Ihre Forschung zeigt auch, dass höhere Lufttemperaturen für 89 % dieses Eisverlusts verantwortlich sind.
Gletscher gibt es auf allen Kontinenten außer Australien. Sie stellen eine wichtige Süßwasserquelle dar. Allein die Gletscher im Hochgebirge Asiens beispielsweise versorgen über 1,3 Milliarden Menschen mit Wasser. Gletscher sind auch wichtig für Industrien wie die Wasserkraft.
Der Niedergang von Gletschern auf der ganzen Welt wird daher ernsthafte Probleme für die lokale Bevölkerung und diejenigen verursachen, die weiter stromabwärts auf abfließendes Wasser angewiesen sind.
Darüber hinaus trägt der Eisverlust von Gletschern mehr zum Anstieg des Meeresspiegels bei als der Eisverlust der riesigen Eisschilde auf Grönland und der Antarktis.
Obwohl Berggletscher Schlüsselindikatoren für den Klimawandel und wichtig für die Gesellschaft sind, beschränken sich Schätzungen zum globalen Gletschermassenverlust auf wenige wissenschaftliche Studien. Dies liegt daran, dass es zahlreiche praktische Herausforderungen bei der Kartierung und Überwachung von Gletschern gibt, die in der Regel in komplexem, zerklüftetem Gelände liegen, und dass es keine spezielle Satellitenmission dafür gibt.

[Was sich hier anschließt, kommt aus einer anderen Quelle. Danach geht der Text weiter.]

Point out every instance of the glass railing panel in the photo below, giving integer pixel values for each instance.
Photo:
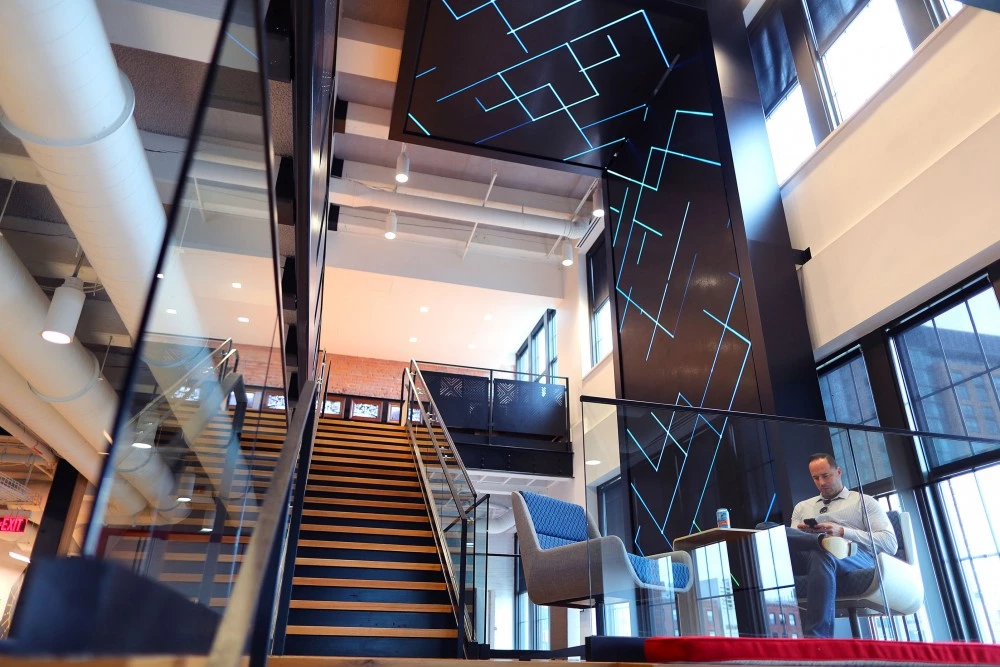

Noel Gourmelen von der University of Edinburgh im Vereinigten Königreich sagte: „Ich bin mir sicher, dass die meisten Menschen zu verschiedenen Zeiten aufgenommene Fotos gesehen haben, die zeigen, wie sich ein Gletscherende im Laufe der Zeit zurückgezogen hat. Und wir können dies auch auf Satellitenbildern sehen.
„Aber wir müssen messen, wie sich das Volumen eines Gletschers verändert, um wirklich zu verstehen, was passiert.“
Das Forschungsteam wandte sich dem CryoSat-Satelliten der ESA zu, der einen Radar-Höhenmesser trägt, um die Höhe von Eisoberflächen zu messen. Dies eignet sich gut zum Messen des Meeresspiegels und der Höhe des Meereises, mit dem sich die Änderung der Eisdicke berechnen lässt, sowie zum Messen riesiger polarer Eisschilde.

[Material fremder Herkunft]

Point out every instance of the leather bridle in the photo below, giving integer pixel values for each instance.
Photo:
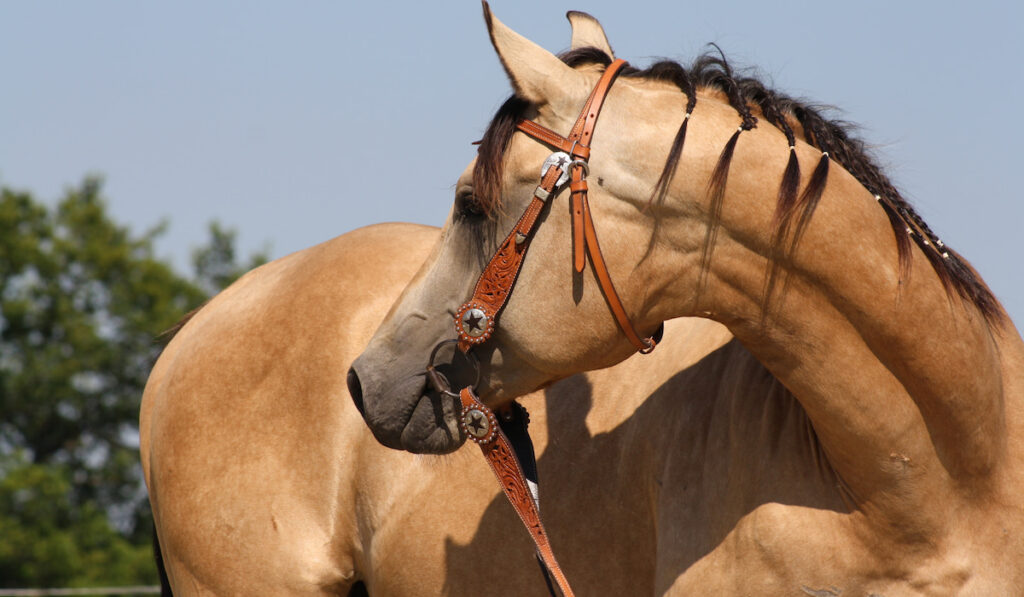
(475, 320)
(512, 460)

Die Grundfläche dieses Instrumententyps ist jedoch zu grob, um Berggletscher zu messen und zu überwachen.
„Vor einigen Jahren haben wir eine Technik zur Verarbeitung von CryoSat-Daten entwickelt, die Schwadenverarbeitung genannt wird, die die Verwendung von CryoSat-Daten über komplexem Eisgelände revolutioniert hat. Sie enthüllt eine Fülle neuer Details über Gletscher“, bemerkte Dr. Gourmelen.
Livia Jakob von Earthwave in Großbritannien erklärte: „Wir konnten mit dieser Technik Gletscher auf der ganzen Welt untersuchen und können berichten, dass Berggletscher zwischen 2010 und 2020 insgesamt 2 % ihres Volumens verloren haben.
„Das summiert sich auf insgesamt 2.720 Gigatonnen. Das kann man sich wie einen riesigen Eiswürfel vorstellen, größer als Europas höchster Berg, was ziemlich schockierend ist. Wichtig ist, dass wir auch festgestellt haben, dass die Lufttemperatur, die die Eisoberfläche zum Schmelzen bringt, dafür verantwortlich ist 89 % dieses Eisverlusts.“
Während wärmere Lufttemperaturen für diese abnehmende „Oberflächenmassenbilanz“ verantwortlich sind, fand das Forschungsteam heraus, dass etwas, das als „Eisaustritt“ bezeichnet wird, für die anderen 11 % des Eisverlusts verantwortlich war.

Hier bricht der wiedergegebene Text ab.